Atahualpa descended from his litter and trod upon the main square of Cajamarca in his sandals. Around him, the men watered their horses, unloaded their llamas, set up their tents. Suddenly he felt a rush of anxiety in his throat and he decided to set off again before dawn.
In the morning, Huascar’s scouts found Cajamarca deserted. The men and animals of the northern army had already begun the interminable ascent. The path was narrow, the chasm seemed bottomless, the air grew icy. The condors glided. The impassive Andes barred the way, but it was a route that the soldiers of the north knew well, having often taken it, so at last they were able to steal a march on their enemies. They passed goldmines, gorges, crevasses and pine forests. They passed fortresses constructed with Inca ingenuity atop rocky spurs. Having crested the summit, they felt the pull of Quito. Once they were home, they would be safe, they thought.
But that was to underestimate the impact of the massacres they had perpetrated among the people of the north – the Chimus, the Caranguis and especially the Canaris, for whom Atahualpa was the cruel tyrant who had given the order to exterminate them. Had he not razed the great Tumipampa, founded by his own father, because it had taken his brother’s side?
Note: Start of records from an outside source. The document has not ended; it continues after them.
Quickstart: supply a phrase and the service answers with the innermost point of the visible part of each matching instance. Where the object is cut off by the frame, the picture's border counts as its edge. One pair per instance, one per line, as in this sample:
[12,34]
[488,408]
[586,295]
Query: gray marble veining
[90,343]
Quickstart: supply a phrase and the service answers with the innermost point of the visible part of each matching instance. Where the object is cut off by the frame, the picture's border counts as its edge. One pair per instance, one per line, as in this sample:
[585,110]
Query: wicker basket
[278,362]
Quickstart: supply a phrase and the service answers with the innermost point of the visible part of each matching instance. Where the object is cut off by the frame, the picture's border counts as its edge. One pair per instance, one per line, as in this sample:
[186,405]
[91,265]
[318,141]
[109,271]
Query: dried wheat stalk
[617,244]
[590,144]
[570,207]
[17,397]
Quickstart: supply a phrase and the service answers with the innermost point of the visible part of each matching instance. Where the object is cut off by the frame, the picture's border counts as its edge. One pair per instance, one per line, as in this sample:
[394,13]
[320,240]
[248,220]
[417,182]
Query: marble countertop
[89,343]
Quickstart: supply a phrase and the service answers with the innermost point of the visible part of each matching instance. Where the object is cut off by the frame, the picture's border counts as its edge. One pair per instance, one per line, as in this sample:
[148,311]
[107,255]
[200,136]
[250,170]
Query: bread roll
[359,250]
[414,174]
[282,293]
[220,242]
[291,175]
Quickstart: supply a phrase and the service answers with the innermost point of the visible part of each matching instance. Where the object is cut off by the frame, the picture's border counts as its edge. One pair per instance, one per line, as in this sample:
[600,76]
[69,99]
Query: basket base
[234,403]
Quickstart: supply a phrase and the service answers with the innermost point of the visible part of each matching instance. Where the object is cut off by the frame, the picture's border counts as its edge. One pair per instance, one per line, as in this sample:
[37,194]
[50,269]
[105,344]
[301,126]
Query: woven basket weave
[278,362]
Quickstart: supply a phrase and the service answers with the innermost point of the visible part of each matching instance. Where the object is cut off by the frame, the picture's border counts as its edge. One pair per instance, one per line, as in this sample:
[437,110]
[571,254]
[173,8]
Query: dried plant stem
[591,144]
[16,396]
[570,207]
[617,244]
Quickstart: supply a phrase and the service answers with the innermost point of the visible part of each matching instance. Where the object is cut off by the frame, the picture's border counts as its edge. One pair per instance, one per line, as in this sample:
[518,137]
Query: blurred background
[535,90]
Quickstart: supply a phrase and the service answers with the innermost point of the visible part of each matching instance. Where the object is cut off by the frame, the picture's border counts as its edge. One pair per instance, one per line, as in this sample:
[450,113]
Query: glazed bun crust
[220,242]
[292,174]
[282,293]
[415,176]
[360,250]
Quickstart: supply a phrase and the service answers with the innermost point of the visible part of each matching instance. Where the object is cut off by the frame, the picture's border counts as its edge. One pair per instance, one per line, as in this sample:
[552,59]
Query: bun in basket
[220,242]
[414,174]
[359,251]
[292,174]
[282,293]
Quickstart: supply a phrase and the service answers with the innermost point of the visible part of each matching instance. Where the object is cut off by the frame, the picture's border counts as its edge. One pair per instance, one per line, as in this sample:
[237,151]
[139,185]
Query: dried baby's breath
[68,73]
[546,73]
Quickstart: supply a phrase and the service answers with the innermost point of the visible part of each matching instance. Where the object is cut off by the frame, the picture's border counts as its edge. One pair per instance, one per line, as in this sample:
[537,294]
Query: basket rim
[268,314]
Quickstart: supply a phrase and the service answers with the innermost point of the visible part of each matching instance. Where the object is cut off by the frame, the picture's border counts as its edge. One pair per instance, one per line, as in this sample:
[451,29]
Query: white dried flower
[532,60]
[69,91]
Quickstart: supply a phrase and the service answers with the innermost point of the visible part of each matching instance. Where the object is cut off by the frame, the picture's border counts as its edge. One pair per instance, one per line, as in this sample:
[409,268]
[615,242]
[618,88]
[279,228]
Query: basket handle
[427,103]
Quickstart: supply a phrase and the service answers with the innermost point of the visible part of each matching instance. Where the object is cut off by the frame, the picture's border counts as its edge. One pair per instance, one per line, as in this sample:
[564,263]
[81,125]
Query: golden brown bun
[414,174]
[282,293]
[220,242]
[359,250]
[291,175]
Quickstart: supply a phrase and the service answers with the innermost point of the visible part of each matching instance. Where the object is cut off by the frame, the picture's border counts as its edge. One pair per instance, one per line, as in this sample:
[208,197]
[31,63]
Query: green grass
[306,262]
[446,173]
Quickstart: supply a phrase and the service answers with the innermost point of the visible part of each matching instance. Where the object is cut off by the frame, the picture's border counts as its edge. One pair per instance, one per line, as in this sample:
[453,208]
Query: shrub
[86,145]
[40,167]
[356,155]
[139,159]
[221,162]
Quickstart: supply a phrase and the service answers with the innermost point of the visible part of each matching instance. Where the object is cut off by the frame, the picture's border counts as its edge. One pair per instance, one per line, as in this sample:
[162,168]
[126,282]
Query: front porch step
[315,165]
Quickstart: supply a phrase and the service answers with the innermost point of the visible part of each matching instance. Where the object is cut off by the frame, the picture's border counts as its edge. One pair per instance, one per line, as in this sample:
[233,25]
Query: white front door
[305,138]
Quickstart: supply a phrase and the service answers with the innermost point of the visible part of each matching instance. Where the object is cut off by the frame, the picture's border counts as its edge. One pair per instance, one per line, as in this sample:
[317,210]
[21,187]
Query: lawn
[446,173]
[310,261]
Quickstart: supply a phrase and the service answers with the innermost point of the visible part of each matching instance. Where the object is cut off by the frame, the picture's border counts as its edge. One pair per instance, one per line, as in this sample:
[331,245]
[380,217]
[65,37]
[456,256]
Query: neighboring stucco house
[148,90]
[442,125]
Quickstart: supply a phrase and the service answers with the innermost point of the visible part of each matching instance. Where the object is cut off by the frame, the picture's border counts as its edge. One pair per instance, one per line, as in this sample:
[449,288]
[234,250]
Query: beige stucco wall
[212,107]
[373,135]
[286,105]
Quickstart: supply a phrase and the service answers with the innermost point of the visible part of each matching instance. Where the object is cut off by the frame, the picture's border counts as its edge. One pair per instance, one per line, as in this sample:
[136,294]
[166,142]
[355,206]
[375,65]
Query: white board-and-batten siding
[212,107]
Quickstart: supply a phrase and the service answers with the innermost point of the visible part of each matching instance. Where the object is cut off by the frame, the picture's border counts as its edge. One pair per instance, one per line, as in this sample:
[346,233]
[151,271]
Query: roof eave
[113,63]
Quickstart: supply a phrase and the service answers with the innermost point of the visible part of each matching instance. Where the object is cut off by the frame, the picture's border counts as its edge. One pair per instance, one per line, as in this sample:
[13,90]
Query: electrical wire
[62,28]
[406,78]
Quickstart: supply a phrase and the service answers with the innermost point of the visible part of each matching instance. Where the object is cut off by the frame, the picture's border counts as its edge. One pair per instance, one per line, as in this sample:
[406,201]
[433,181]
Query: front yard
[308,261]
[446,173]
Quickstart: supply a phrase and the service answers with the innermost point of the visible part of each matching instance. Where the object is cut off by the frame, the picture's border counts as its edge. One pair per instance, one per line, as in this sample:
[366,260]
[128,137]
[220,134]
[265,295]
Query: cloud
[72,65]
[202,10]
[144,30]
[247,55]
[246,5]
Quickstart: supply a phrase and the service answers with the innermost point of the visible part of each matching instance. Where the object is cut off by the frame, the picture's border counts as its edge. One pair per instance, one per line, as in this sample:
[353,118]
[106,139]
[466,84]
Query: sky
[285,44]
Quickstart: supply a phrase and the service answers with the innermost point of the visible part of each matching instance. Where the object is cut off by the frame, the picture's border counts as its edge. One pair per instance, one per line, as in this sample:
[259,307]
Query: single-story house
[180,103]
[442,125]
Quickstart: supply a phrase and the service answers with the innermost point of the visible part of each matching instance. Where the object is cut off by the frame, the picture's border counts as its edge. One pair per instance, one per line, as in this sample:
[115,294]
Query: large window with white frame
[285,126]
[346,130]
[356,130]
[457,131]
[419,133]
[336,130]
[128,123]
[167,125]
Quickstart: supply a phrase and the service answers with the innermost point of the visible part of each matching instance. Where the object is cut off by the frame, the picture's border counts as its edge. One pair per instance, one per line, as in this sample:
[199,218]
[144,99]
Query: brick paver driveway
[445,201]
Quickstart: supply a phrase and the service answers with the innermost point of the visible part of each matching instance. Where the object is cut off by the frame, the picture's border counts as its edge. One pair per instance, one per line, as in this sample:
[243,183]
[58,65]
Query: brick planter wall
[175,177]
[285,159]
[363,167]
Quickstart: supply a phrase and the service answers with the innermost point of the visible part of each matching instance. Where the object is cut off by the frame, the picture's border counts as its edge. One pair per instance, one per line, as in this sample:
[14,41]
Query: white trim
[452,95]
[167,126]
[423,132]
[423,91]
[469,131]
The survivors saw the return of their executioners as a gift from the Sun. This was their opportunity for vengeance. A war of harassment began. The weakened Quito army suffered so many losses that the Cajamarca reinforcements were effectively wiped out. Furthermore, the energy they spent repelling the Canaris’ attacks slowed them down, and the Cuzco army was able to catch up. The rearguard, led by Quizquiz, was almost entirely destroyed by the cavalry of Tupac Hualpa (brother of Huascar, and therefore also of Atahualpa, but owing allegiance to his birthplace of Cuzco).